Despite much interest in the mechanisms regulating fetal-maternal interactions, information on leukocyte populations and major cytokines present in uterus and placenta remains fragmentary. This report presents a detailed and quantitative study of leukocyte populations at the mouse fetal-maternal interface, including a comparison between pregnancies from syngeneic and allogeneic crosses. Our results provide evidence for drastic differences not only in the composition of leukocyte populations in the uterus during pregnancy, but also between uterine and placental tissues. Interestingly, we have observed a significant decrease in the number of myeloid Gr1+ cells including monocytes, and myeloid CD11c+ cells including DCs in placenta from an allogeneic pregnancy. In addition, we have compared the expression levels of a panel of cytokines in non-pregnant (NP) or pregnant mouse uterus, in placenta, or in their isolated resident leukocytes. Qualitative and quantitative differences have emerged between NP, pregnant uterus and placenta. Unexpectedly, IL-9 was the major cytokine in NP uterus, and was maintained at high levels during pregnancy both in uterus and placenta. Moreover, we have found that pregnancy is associated with an increase in uterine IL-1a and a significant decrease in uterine G-CSF and GM-CSF. Comparing allogeneic versus syngeneic pregnancy, less allogeneic placental pro-inflammatory cytokines CCL2 (MCP-1), CXCL10 (IP-10) and more IL1-α in whole uterus was reproducibly observed. To our knowledge, this is the first report showing a detailed overview of the leukocyte and cytokine repertoire in the uterus of virgin females and at the fetal-maternal interface, including a comparison between syngeneic and allogeneic pregnancy. This is also the first evidence for the presence of IL-9 in NP uterus and at the maternal-fetal interface, suggesting a major role in the regulation of local inflammatory or immune responses potentially detrimental to the conceptus.
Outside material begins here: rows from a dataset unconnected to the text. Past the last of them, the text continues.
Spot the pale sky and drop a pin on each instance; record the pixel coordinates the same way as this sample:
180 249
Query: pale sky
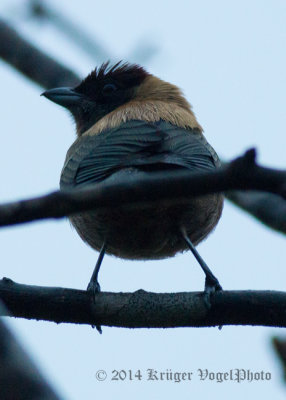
229 59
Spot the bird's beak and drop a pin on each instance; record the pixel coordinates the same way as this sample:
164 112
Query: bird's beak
65 97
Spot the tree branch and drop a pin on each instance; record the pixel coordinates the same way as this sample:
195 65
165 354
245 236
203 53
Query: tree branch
268 208
32 62
242 173
142 309
48 73
19 377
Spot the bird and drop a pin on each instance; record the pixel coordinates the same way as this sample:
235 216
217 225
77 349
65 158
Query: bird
132 123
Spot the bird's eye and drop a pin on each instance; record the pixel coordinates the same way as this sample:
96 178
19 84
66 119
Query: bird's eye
109 88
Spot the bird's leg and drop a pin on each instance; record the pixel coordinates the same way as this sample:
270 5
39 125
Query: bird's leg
94 287
211 283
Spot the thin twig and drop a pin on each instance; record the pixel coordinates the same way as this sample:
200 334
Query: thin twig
32 62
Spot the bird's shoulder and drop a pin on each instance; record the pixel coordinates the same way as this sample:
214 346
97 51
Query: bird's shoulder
137 144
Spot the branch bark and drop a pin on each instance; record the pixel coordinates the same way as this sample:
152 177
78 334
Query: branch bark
19 377
32 62
46 72
242 173
144 309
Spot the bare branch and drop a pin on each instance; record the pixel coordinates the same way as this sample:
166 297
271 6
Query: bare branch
19 377
268 208
75 33
242 173
143 309
32 62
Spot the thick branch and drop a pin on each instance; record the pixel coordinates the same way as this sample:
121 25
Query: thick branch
32 62
142 309
242 173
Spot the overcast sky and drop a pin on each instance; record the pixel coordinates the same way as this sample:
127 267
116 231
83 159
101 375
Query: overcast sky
229 59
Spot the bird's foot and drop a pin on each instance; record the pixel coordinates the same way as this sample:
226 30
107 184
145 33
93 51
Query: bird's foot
93 289
212 285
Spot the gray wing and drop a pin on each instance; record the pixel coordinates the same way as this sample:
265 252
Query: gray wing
139 144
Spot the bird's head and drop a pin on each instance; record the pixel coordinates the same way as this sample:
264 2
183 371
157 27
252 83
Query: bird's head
109 87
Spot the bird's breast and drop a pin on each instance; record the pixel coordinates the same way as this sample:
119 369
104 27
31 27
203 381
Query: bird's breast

尽管人们对调节胎儿与母体相互作用的机制非常感兴趣,但关于子宫和胎盘中白细胞群体及主要细胞因子的信息仍然支离破碎。本报告对小鼠胎儿与母体界面处的白细胞群体进行了详细的定量研究,包括对同基因和异基因杂交妊娠的比较。我们的结果不仅证明了孕期子宫中白细胞群体组成存在显著差异,还表明子宫组织和胎盘组织之间也存在差异。有趣的是,我们观察到异基因妊娠胎盘内包括单核细胞的髓样Gr1+细胞以及包括树突状细胞的髓样CD11c+细胞数量显著减少。此外,我们比较了非妊娠(NP)或妊娠小鼠子宫、胎盘及其分离的驻留白细胞中一组细胞因子的表达水平。NP、妊娠子宫和胎盘之间出现了定性和定量差异。出乎意料的是,IL-9是NP子宫中的主要细胞因子,在孕期子宫和胎盘中均维持在高水平。此外,我们发现妊娠与子宫IL-1α增加以及子宫G-CSF和GM-CSF显著减少有关。比较异基因妊娠与同基因妊娠,可重复性地观察到异基因胎盘促炎细胞因子CCL2(MCP-1)、CXCL10(IP-10)减少,而全子宫中IL1-α增多。据我们所知,这是第一份详细概述未孕雌性小鼠子宫和胎儿与母体界面处白细胞和细胞因子库的报告,包括同基因和异基因妊娠的比较。这也是首次证明NP子宫和母胎界面存在IL-9,提示其在调节可能对胚胎有害的局部炎症或免疫反应中起主要作用。